The Social Network

The Social Network About the Real-Life Controversies that Informed the Film

The screenplay for The Social Network was adapted from The Accidental Billionaires, a 2009 book described by The New York Times as "nonfictionish" because of its unverified retelling of real-life controversies surrounding the founding of Facebook, an internet social networking giant.

Initially called "TheFacebook," Facebook was co-founded by Harvard University undergraduates Mark Zuckerberg and Eduardo Saverin in 2004. Zuckerberg initially created a website in 2003 called "Facemash" that compiled photos from the "face books" of Harvard student houses and invited visitors to the website to rank the relative attractiveness of two photos. The website caused a stir on campus and was reported on in The Harvard Crimson. Harvard administration shut down the site for violating privacy and breaching security, but the idea evolved into a campus-wide "face book" Zuckerberg launched in early 2004. He and Saverin had each invested $1,000 in the company.

The popularity of the thefacebook.com soon attracted the attention of fellow Harvard students Cameron and Tyler Winklevoss and Divya Narendra, who said they had hired Zuckerberg to build their website TheHarvardConnection.com. They said Zuckerberg stalled the project while creating his own competing website. The conflict turned into a legal case that was eventually settled in 2008 with Zuckerberg handing over 1.2 million shares in Facebook.

Facebook's early expansion in 2004 also precipitated a falling out between Zuckerberg and Saverin. While Zuckerberg developed the company at its new office in Palo Alto, using money Saverin provided to run the servers, Saverin stayed on as CFO but remained on the East Coast. He started another startup for online job marketing and ran unauthorized ads on Facebook, which angered Zuckerberg because it would eventually compete with Facebook. After Saverin froze the Facebook bank account, Zuckerberg started a new company that would acquire the old company and then redistribute shares in the new company to everyone but Saverin, thereby diluting Saverin's stake and authority in the business. In an email Zuckerberg wrote to his lawyer at the time, Zuckerberg asked, "Is there a way to do this without making it painfully apparent to [Saverin] that he's being diluted to 10%?"
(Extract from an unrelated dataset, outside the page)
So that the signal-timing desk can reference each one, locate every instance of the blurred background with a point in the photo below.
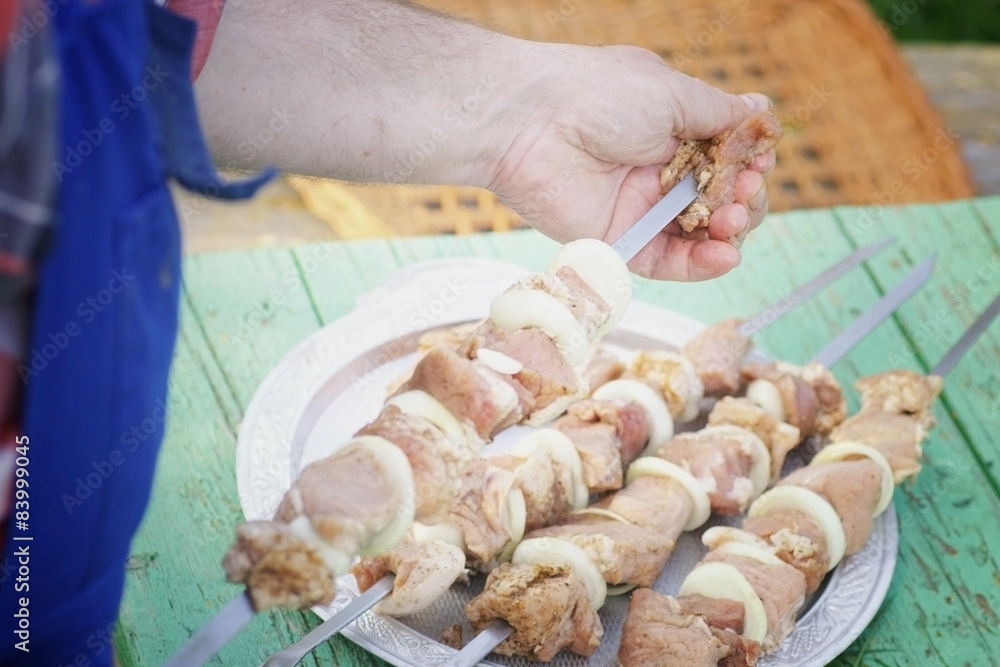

After being cut out of Facebook, Saverin sued Facebook for breach of fiduciary duty. He also got in contact with the Winklevoss twins and Narendra, eventually providing court documents as part of his consultation with The Accidental Billionaires author Ben Mezrich. Saverin won an out-of-court settlement in 2009 that gave him approximately five percent of the company. Saverin didn't publicly address his relationship with Zuckerberg until 2016, when he called The Social Network "Hollywood fantasy, not a documentary," and claimed there were no hard feelings between him and Zuckerberg. He also said, "I would never throw a laptop at someone, like it appears in the movie. Not even at Mark."